For reasons which I am still slightly misty on, the kids in Nathan's class were playing by the school with bubbles and throwing their hats around.
Nathan's hat ended up going over the fence into the backyard of one of the houses next to the school. The educational aide in the class said he handled it very well. He was disappointed and sad but agreed to wait until I came to pick him up and then we could go ask the people to look in their backyard.
I found out when I came to pick him up and we counted off houses and knocked on the door of the yard he thought it went into. Except when the woman answered and went to look, she didn't find the hat.
Nathan was more upset after that. It was his favourite hat and I had to tell him that we might not be able to get it back. The next morning, we left notes on the doors of the houses surrounding the first one, asking people to call us if they found the hat.
No luck. Though we did get a couple of families calling to tell us they hadn't found it.
The rain is coming today and that will officially end the search. It's a cheap baseball hat with a cardboard brim, so if it gets wet, it won't be usable again.
Nathan is handling it as well as a seven year old can. He's disappointed and upset with himself but I reminded him that these things happen. It's sad but eventually we feel better.
I wonder if this will be a pivotal memory for him or if it will vanish.
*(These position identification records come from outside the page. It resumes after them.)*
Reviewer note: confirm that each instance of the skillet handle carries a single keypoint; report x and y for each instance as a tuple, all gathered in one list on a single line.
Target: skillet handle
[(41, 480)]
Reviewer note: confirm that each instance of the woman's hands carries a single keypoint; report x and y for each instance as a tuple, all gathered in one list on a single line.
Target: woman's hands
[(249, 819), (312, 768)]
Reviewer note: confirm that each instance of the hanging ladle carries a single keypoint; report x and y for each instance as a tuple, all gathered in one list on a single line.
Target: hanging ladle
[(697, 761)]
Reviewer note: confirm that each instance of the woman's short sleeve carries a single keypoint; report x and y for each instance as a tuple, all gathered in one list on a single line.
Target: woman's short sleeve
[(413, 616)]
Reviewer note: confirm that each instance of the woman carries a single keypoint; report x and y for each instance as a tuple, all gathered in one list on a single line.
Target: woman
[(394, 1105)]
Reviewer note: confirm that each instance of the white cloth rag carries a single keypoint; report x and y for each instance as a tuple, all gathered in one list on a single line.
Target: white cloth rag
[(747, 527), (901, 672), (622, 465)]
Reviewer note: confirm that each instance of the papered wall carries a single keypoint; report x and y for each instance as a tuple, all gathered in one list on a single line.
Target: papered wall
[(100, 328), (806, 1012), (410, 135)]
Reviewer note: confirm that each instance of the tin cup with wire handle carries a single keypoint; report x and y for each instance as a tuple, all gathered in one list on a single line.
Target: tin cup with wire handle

We tend to remember these sorts of moments, dropping a favourite Barbie over the side of the boat overrides the memories of the rest of the trip (not that it happened to me, it's just an oddly specific memory that I pulled out of thin air).
I hope I've provided an example of how to deal with frustration. Acceptance with just a bit of insight to avoid repetition, rather than beating yourself up with "what if" and "I should have done x" endlessly repeating in your head.